Chihiro also helps her companion Haku as she remembers his name and is able to relieve him from the spirit world. Through her journey into adulthood, Chihiro learns to make decisions that benefit her, as well as others. Gilgamesh gains similar lessons in the Epic of Gilgamesh. After all the obstacles Gilgamesh overcame to gain the plant of youth, a snake simply snatched it away. Gilgamesh sat down and wept for the plant, but through his tears he finally grasped that his mistake was to fear death in the first place.
Immortality is not meant for humans, and Gilgamesh then realized that instead of chasing it, he should return to his king duties just as Uta-napishti suggested: “Let him cast off his pelts, and the sea bear them off, let his body be soaked till fair! Let a new kerchief be made for his head, let him wear royal robes, the dress fitting his dignity” (The Epic of Gilgamesh 97). Gilgamesh returns to Uruk after accepting the fact he is mortal and he should be a great leader to his citizens. The text does not reveal what happens to Gilgamesh after he gets back to Uruk.
However, based on his change of character throughout the epic, a judgment can be made on how he will rule as king. He has faced and accepted the harsh reality that humans cannot have power over everything and completed his transformation. Spirited Away and The Epic of Gilgamesh seem completely unrelated at first glance due to their difference in historical and geographical setting. However, when looked at more closely, the main characters experience similar psychological and moral growth into adulthood. The transformations of both Chihiro and Gilgamesh first begin when they find companionship.

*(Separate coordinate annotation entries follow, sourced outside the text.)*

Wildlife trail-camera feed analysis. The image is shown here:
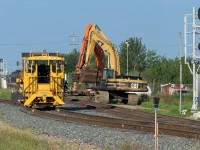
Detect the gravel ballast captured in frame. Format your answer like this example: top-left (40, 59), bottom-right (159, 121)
top-left (0, 104), bottom-right (200, 150)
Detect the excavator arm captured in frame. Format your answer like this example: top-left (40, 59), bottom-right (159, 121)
top-left (74, 24), bottom-right (120, 82)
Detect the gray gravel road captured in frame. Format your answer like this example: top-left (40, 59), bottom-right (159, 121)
top-left (0, 104), bottom-right (200, 150)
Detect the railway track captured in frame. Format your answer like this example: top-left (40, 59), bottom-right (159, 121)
top-left (0, 100), bottom-right (200, 139)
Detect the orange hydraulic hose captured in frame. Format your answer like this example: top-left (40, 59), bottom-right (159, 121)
top-left (76, 24), bottom-right (92, 72)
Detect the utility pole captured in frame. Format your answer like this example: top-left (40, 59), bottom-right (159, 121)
top-left (178, 32), bottom-right (182, 114)
top-left (0, 58), bottom-right (7, 89)
top-left (184, 7), bottom-right (200, 113)
top-left (125, 42), bottom-right (129, 76)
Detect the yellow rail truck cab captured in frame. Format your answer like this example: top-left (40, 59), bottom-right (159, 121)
top-left (12, 50), bottom-right (64, 107)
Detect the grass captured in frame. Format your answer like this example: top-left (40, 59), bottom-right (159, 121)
top-left (140, 93), bottom-right (196, 117)
top-left (0, 121), bottom-right (101, 150)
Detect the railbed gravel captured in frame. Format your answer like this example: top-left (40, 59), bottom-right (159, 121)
top-left (0, 104), bottom-right (200, 150)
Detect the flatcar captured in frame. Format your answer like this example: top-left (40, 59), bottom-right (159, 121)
top-left (11, 50), bottom-right (65, 108)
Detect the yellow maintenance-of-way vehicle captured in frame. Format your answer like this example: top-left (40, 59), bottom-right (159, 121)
top-left (11, 50), bottom-right (64, 108)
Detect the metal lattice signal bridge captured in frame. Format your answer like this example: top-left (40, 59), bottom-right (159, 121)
top-left (0, 58), bottom-right (8, 89)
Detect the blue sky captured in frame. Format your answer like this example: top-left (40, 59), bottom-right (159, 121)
top-left (0, 0), bottom-right (200, 72)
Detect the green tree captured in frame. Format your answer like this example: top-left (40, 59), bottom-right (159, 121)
top-left (119, 37), bottom-right (158, 75)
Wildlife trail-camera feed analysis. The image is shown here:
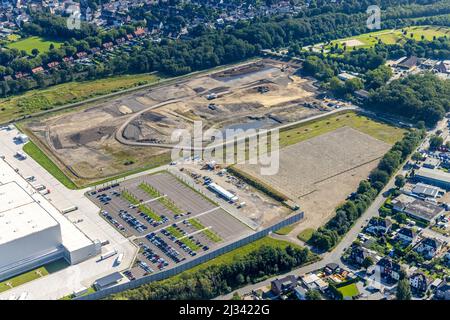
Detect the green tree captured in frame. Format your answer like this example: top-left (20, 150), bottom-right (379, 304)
top-left (430, 135), bottom-right (444, 150)
top-left (395, 174), bottom-right (406, 188)
top-left (396, 279), bottom-right (411, 300)
top-left (306, 289), bottom-right (322, 300)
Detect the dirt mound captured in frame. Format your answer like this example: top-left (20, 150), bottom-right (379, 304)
top-left (69, 126), bottom-right (115, 145)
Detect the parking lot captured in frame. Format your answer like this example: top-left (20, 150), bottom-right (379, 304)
top-left (87, 172), bottom-right (251, 280)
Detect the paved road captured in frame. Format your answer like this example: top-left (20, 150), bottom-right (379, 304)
top-left (0, 129), bottom-right (138, 300)
top-left (216, 119), bottom-right (447, 300)
top-left (115, 105), bottom-right (362, 151)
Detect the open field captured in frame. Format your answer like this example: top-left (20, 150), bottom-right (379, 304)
top-left (236, 124), bottom-right (391, 234)
top-left (297, 228), bottom-right (315, 242)
top-left (0, 74), bottom-right (159, 123)
top-left (7, 37), bottom-right (62, 54)
top-left (337, 283), bottom-right (359, 299)
top-left (280, 111), bottom-right (406, 148)
top-left (0, 260), bottom-right (67, 292)
top-left (186, 237), bottom-right (310, 277)
top-left (87, 171), bottom-right (252, 277)
top-left (314, 26), bottom-right (450, 51)
top-left (23, 141), bottom-right (77, 189)
top-left (24, 60), bottom-right (326, 184)
top-left (174, 161), bottom-right (292, 228)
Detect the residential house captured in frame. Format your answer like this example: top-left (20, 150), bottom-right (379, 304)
top-left (436, 279), bottom-right (450, 300)
top-left (270, 274), bottom-right (297, 295)
top-left (75, 51), bottom-right (87, 59)
top-left (411, 182), bottom-right (445, 199)
top-left (349, 245), bottom-right (369, 265)
top-left (409, 272), bottom-right (429, 293)
top-left (415, 238), bottom-right (442, 259)
top-left (436, 60), bottom-right (450, 74)
top-left (31, 67), bottom-right (44, 74)
top-left (397, 56), bottom-right (419, 70)
top-left (391, 194), bottom-right (445, 223)
top-left (397, 227), bottom-right (417, 243)
top-left (444, 250), bottom-right (450, 267)
top-left (414, 168), bottom-right (450, 190)
top-left (47, 61), bottom-right (59, 69)
top-left (134, 28), bottom-right (145, 37)
top-left (377, 257), bottom-right (401, 281)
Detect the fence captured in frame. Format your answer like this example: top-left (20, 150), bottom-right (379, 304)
top-left (75, 212), bottom-right (304, 300)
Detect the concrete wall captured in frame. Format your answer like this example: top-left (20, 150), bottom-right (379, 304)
top-left (76, 212), bottom-right (304, 300)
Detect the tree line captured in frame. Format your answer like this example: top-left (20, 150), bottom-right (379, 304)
top-left (0, 0), bottom-right (450, 95)
top-left (108, 245), bottom-right (313, 300)
top-left (309, 129), bottom-right (425, 251)
top-left (366, 73), bottom-right (450, 127)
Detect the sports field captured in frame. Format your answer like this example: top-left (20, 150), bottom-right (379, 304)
top-left (7, 37), bottom-right (62, 54)
top-left (0, 260), bottom-right (67, 292)
top-left (236, 112), bottom-right (405, 232)
top-left (317, 26), bottom-right (450, 50)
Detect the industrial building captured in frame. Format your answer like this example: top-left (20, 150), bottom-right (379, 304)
top-left (391, 194), bottom-right (445, 223)
top-left (414, 168), bottom-right (450, 190)
top-left (208, 182), bottom-right (239, 202)
top-left (411, 182), bottom-right (445, 198)
top-left (0, 159), bottom-right (101, 281)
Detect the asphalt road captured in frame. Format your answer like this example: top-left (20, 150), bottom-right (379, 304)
top-left (216, 119), bottom-right (447, 300)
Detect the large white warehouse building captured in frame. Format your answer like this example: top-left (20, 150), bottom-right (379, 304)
top-left (0, 160), bottom-right (100, 281)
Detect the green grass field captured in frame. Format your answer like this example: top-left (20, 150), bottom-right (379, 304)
top-left (0, 74), bottom-right (159, 123)
top-left (188, 218), bottom-right (222, 242)
top-left (186, 237), bottom-right (312, 272)
top-left (324, 26), bottom-right (450, 50)
top-left (280, 111), bottom-right (406, 147)
top-left (274, 224), bottom-right (297, 236)
top-left (23, 141), bottom-right (77, 189)
top-left (6, 34), bottom-right (20, 41)
top-left (0, 260), bottom-right (68, 292)
top-left (337, 283), bottom-right (359, 299)
top-left (297, 228), bottom-right (315, 242)
top-left (7, 37), bottom-right (62, 54)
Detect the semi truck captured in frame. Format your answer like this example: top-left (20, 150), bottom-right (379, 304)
top-left (100, 250), bottom-right (117, 260)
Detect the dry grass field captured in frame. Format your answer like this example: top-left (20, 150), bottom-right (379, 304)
top-left (237, 127), bottom-right (391, 229)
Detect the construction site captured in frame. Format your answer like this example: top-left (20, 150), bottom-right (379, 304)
top-left (24, 60), bottom-right (328, 185)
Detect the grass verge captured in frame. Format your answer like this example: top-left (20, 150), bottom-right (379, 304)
top-left (274, 223), bottom-right (297, 236)
top-left (0, 74), bottom-right (159, 123)
top-left (297, 228), bottom-right (314, 242)
top-left (23, 141), bottom-right (77, 190)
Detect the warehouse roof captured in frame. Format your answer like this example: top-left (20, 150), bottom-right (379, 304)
top-left (0, 182), bottom-right (58, 244)
top-left (95, 272), bottom-right (123, 289)
top-left (0, 159), bottom-right (92, 252)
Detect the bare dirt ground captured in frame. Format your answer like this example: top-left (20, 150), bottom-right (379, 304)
top-left (181, 162), bottom-right (292, 227)
top-left (341, 39), bottom-right (364, 47)
top-left (237, 127), bottom-right (390, 230)
top-left (26, 60), bottom-right (322, 182)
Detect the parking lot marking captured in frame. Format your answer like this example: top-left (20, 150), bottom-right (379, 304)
top-left (130, 194), bottom-right (167, 209)
top-left (178, 226), bottom-right (212, 240)
top-left (136, 207), bottom-right (221, 239)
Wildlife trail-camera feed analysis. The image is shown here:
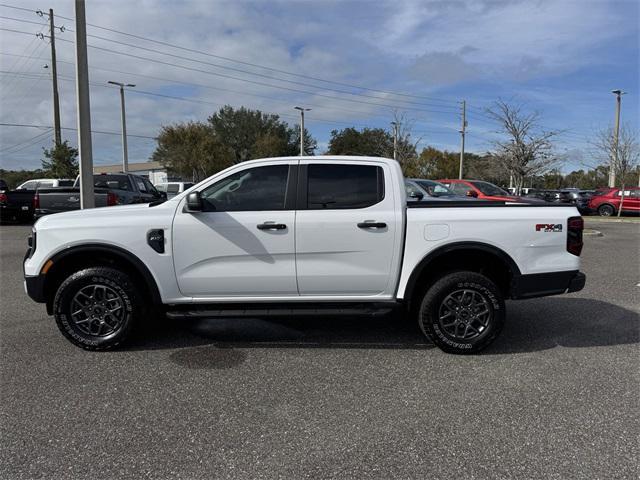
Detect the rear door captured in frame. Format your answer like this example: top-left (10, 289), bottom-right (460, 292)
top-left (618, 189), bottom-right (640, 212)
top-left (296, 159), bottom-right (402, 297)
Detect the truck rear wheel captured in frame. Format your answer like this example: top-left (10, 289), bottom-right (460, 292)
top-left (53, 267), bottom-right (143, 350)
top-left (418, 271), bottom-right (505, 354)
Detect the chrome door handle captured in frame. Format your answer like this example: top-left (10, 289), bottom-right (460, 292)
top-left (257, 223), bottom-right (287, 230)
top-left (358, 222), bottom-right (387, 228)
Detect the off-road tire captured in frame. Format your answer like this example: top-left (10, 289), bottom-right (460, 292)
top-left (418, 271), bottom-right (505, 354)
top-left (53, 267), bottom-right (144, 350)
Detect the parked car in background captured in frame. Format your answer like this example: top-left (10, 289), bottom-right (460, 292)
top-left (587, 187), bottom-right (640, 217)
top-left (16, 178), bottom-right (73, 190)
top-left (404, 178), bottom-right (478, 202)
top-left (0, 180), bottom-right (34, 222)
top-left (575, 190), bottom-right (595, 215)
top-left (23, 156), bottom-right (586, 354)
top-left (34, 173), bottom-right (166, 217)
top-left (438, 179), bottom-right (542, 203)
top-left (154, 182), bottom-right (195, 198)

Chihiro finds hers within a young boy named Haku, who guides her to survive within the spirit world. He points her to Yubaba, an evil witch who gives her a job at the bathhouse. While Chihiro is working there, she has to face the monsters that invade and pose a threat the bathhouse, a task the adult workers could not handle themselves. After overcoming these obstacles, she is able to save herself and her fellow companion Haku from the spirit world. Gilgamesh began his journey similarly as he was a selfish tyrant highly disliked by the public.
When he meets his natural equal, Enkidu, his life is forever changed. The two work together and become really close friends. At the peak of their friendship however, Enkidu dies and Gilgamesh embarks on a journey to find immortality. When his journey fails, he realizes that it is not in his power to have everlasting youth, but instead he has the capability to be a great king. He returns to his home city of Uruk transformed into a stronger leader. Both characters, Chihiro and Gilgamesh began their journeys as selfish and misguided individuals, but were able to reach their full potential in the end.